Confirm the boundary holds with three checks straight from the Console.

// 1. Cross-origin isolation is genuinely on
console.log(crossOriginIsolated, typeof SharedArrayBuffer);
// expect: true "function"   (false / "undefined" means your COOP/COEP failed)

// 2. An out-of-bounds load deterministically traps, not corrupts
try {
  instance.exports.peek(1 << 30);          // far past one page
} catch (e) {
  console.log(e instanceof WebAssembly.RuntimeError, e.message);
  // expect: true "memory access out of bounds"
}

// 3. The module imports only what you granted
const mod = await WebAssembly.compileStreaming(fetch("/out.opt.wasm"));
console.log(WebAssembly.Module.imports(mod));
// expect: exactly [{ module: "env", name: "log", kind: "function" }]

wasm-objdump -x out.opt.wasm from the CLI gives the same import list and confirms the memory section’s declared maximum, so you can gate CI on both.

In this guide

Frequently Asked Questions

Can a WebAssembly module access the DOM or network on its own? No. A module has no ambient authority. It can only call functions you place in the import object at instantiation. If you do not import a function that touches document or fetch, the module has no way to reach them — the capability simply does not exist inside the sandbox.

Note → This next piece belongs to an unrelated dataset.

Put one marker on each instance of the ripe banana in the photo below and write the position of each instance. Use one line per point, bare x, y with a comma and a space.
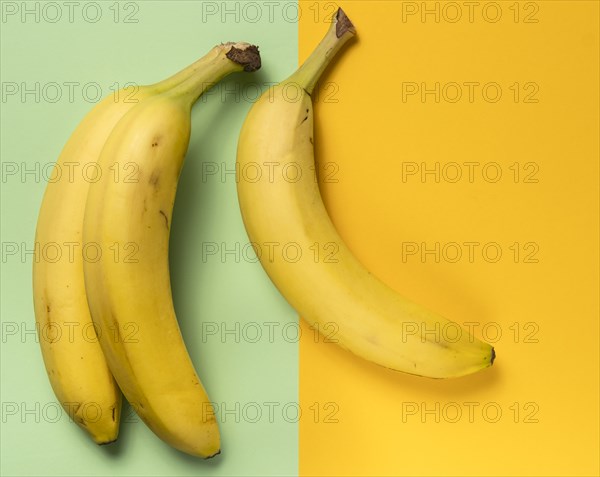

What happens on an out-of-bounds memory access? The engine raises a trap, surfaced in JavaScript as a WebAssembly.RuntimeError with the message “memory access out of bounds.” It never reads or writes host memory outside the module’s linear memory buffer, so a logic bug stays contained instead of becoming a memory-safety exploit.

Why do I need COOP and COEP headers? They enable cross-origin isolation, which is the precondition for SharedArrayBuffer. Shared memory re-introduces the high-resolution timing signals Spectre attacks exploit, so the browser only allows it once your document has provably isolated itself from cross-origin content with these two headers.

Is 'wasm-unsafe-eval' dangerous like 'unsafe-eval'? No. 'wasm-unsafe-eval' permits only WebAssembly compilation and leaves JavaScript eval() and new Function() blocked. It is the minimal CSP relaxation needed to run Wasm under a strict policy and is strictly safer than 'unsafe-eval'.

Does the sandbox protect me from a malicious third-party .wasm? It protects the host: the module cannot escape memory or call ungranted capabilities. It does not protect you from a module that abuses the capabilities you did grant. Vet the supply chain, pin a hash, and scope imports — see the enterprise security guide above.